Mientras tanto, los apagones me obligan a usar botellas de gas para cocinar el almuerzo de mi hijo. Recientemente, el precio del gas de cocina también ha aumentado, pero el carbón tampoco está barato, por lo que yo también estoy murmurado: «¡Dios mío!».
Pero las alzas tan marcadas de precio no son el único problema: algunos productos también empiezan a escasear.

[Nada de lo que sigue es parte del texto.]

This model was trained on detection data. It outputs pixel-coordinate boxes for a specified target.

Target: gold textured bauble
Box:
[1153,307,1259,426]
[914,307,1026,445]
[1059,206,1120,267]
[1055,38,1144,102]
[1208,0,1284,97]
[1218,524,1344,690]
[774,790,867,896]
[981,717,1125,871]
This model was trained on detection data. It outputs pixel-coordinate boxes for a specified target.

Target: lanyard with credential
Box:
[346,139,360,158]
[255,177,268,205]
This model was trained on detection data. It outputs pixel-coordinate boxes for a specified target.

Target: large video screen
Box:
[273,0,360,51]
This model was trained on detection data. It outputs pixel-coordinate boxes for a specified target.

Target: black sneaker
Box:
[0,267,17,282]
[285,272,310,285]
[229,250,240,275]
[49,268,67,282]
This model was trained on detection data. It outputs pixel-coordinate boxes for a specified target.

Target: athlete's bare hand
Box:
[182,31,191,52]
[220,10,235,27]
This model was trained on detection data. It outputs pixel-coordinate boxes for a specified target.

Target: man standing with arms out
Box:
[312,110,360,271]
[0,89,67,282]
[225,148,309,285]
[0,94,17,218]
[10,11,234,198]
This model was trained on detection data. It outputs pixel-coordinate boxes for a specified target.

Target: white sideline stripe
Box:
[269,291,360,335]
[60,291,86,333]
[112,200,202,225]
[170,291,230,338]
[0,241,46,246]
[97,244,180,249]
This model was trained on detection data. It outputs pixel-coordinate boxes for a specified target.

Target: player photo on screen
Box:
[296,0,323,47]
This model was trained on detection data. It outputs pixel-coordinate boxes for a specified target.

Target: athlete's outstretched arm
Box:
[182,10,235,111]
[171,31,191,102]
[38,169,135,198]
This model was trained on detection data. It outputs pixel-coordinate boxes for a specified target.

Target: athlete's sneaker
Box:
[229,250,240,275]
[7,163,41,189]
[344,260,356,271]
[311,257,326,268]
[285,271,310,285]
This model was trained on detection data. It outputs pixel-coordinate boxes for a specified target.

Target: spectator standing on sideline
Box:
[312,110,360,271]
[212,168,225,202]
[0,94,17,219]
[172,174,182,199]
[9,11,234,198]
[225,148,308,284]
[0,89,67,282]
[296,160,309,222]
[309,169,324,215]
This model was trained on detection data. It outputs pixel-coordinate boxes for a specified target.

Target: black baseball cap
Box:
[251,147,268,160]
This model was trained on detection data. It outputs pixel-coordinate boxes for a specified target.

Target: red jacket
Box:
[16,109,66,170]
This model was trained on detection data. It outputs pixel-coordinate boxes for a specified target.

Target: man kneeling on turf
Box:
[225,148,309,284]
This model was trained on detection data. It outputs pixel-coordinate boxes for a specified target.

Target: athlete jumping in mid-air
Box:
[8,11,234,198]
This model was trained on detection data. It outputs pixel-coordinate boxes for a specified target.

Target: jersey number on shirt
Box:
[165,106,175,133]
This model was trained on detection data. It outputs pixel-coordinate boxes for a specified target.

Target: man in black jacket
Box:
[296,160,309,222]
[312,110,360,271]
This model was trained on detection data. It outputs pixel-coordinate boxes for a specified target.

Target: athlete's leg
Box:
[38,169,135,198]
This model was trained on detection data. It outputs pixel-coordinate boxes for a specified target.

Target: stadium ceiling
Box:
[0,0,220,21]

Hace unos días entré en una tienda para comprar sazonador de pollo, pero no lo encontré en las estanterías. La vendedora, que me conoce porque voy mucho a su tienda, me dijo en voz baja que esperara mientras ella iba al almacén para traerme un poco. Cuando se lo conté a mi mujer, me dijo sorprendida que hace semanas que no hay sazonador de pollo por ningún lado.
En el supermercado «City Mart», descubrí que la bebida nutricional Ovaltine se racionaba a dos paquetes por consumidor. Cuando le expliqué al cajero que necesitaba tres paquetes para mis abuelos, me hizo el favor y me vendió dos paquetes y un tercero con un recibo distinto. Me di cuenta de que puede que la bebida Ovaltine también esté agotada.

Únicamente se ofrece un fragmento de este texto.